I'm a newbie in OpenCL.
Can someone here give a brief explanation, when to use 1D, 2D, or 3D NDRange? What is the advantages or disadvantages of using 1D, 2D, or 3D NDRange?
Another one is about the task parallelism. In OpenCL 1.0 Spec p.26: "It is logically equivalent to executing akernel on a compute unit with a work-group containing a single work-item". What does it actually mean? Is there any examples in the SDK use task parallel model? I have assignment that I think it is more suitable to use the task parallel model than the data parallel model.
it says that clEnqueueTask is equal to clEnqueueNDRange with global, local size and dimension all set to 1.
but current GPU can't execute two kernels at once. and to fully utilize GPU you must have many hundreds of workitems not just one.
dimension you use depend on problem you are solving. for example you do reduction of array so you use 1D. or you program matrix operation then you use 2D.
I think nou explained it correctly but let me do it in my terms which might make it clearer for you.
First the NDRange. I think there are no practical restrictions to use any particular problem.

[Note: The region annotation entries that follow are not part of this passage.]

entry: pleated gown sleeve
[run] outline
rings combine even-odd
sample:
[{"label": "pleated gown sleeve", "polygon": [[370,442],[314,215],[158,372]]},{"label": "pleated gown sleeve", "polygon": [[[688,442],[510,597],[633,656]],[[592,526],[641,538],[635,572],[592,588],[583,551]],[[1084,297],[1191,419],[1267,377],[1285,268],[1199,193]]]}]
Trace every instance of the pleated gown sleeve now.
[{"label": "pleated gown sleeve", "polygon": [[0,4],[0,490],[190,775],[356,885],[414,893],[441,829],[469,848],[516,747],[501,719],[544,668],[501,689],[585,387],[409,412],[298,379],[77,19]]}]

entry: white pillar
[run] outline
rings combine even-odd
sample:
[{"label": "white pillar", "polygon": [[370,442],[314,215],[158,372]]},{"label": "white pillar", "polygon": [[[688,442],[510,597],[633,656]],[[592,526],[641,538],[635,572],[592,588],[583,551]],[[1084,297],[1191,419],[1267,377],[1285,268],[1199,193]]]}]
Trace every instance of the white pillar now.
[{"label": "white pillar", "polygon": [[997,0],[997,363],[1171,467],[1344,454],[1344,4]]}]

Differnet options for choosing the ndrange are given to make the things more easy to understand. For eg. there is nothing wrong in implementing a 2D matrix addition as 1Dndrange, it only makes things more logically clear.
Regarding the task parallelism it is definitely not possible to run 2 different kernels concurrently so task parallelism on GPUs is not something to be encouraged for now. Although GPUs are extremely helpful in data parallel operations.